以上のことから、土壌から根を通じたセシウムの移行はそれほど多くなく、ほとんどが古い葉から取り込まれたものが転流により新芽に移行したものと考えられる


と、まとめておられ、今回私の知る農家の方々は「茶の木を深く刈ること」をされたようなので、来年はセシウムの値はぐっと下がるだろうと私は推測しています。

また、土壌から作物への移行ですが、こちらも環境科学研究所の塚田祥文先生が「土壌から作物への放射性物質の移行」 で研究の結果を書かれています。

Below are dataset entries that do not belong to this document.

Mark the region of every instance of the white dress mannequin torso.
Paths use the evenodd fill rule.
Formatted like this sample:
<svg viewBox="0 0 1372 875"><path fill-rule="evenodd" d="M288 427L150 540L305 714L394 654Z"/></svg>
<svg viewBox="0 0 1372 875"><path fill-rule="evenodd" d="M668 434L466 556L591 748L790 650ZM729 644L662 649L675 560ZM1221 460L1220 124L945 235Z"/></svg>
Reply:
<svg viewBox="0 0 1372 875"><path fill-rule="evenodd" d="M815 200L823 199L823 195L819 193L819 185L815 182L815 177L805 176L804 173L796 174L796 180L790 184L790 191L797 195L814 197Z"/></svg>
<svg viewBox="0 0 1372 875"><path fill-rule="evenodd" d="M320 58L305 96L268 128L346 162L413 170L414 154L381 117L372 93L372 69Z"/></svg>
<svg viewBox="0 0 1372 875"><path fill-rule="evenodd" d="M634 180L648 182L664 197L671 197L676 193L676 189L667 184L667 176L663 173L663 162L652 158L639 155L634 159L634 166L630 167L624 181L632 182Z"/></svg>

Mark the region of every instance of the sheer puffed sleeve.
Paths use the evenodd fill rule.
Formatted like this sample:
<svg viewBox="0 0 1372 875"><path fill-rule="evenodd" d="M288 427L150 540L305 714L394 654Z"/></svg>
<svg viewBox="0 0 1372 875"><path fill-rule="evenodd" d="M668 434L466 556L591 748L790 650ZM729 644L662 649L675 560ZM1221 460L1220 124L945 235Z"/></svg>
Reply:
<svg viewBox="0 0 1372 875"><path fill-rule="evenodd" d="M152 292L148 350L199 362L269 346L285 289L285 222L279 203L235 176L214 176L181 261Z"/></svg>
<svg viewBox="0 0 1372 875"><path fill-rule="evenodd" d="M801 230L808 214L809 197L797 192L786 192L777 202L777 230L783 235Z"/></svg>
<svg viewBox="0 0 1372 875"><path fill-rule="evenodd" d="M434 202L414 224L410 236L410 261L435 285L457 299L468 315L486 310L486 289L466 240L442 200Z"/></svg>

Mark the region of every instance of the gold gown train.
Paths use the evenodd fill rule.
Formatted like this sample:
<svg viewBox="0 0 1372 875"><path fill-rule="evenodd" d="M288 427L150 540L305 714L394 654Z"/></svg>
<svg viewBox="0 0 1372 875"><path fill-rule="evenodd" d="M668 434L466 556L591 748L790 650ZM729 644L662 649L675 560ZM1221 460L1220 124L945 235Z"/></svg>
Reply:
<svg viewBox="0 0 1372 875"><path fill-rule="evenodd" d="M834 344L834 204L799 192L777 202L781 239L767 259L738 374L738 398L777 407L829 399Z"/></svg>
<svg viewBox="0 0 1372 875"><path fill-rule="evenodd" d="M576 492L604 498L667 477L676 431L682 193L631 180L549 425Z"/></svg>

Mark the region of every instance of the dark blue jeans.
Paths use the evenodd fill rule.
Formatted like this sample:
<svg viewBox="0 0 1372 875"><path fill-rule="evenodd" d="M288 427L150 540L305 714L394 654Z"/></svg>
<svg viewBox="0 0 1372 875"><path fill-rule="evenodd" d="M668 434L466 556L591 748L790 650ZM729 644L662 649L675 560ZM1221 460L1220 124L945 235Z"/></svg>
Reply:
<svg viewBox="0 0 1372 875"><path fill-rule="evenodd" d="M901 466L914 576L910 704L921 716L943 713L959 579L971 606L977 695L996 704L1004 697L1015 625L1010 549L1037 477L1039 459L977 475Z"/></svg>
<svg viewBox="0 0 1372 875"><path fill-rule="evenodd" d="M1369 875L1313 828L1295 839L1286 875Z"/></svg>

まる(赤)時間の経過とともにセシウムは土壌に強く吸着し、作物への移行率は急速に減少する(数年後以降は一様な移行率)
まる(赤)土壌中にセシウムが存在する間は、僅かながら農作物へ移行する
まる(赤)土壌中セシウムを5000Bqとして移行係数から求めたすべての農作物中のセシウムとカリウムを比較すると、全ての農作物でセシウムはカリウム濃度より低い値である

このことから、土壌の数値と作物の移行係数を知ることが大切だなと思いました。
また、セシウムはカリウムに置き換わると考えていましたが、カリウムが優先的に吸収されるのだということもわかりました。
カリウムの値の低い畑ではそれを補う対処は必要なのかもしれませんが、セシウムの値が50Bq前後に対し、カリウムが400~500Bq/kg程度あるならば、それほど神経質にならなくてもよいのかな?とも考えています(が、詳しいことはわかりませんし、作物によっても異なりますので、機会があれば専門の先生に尋ねてみたいと思います)。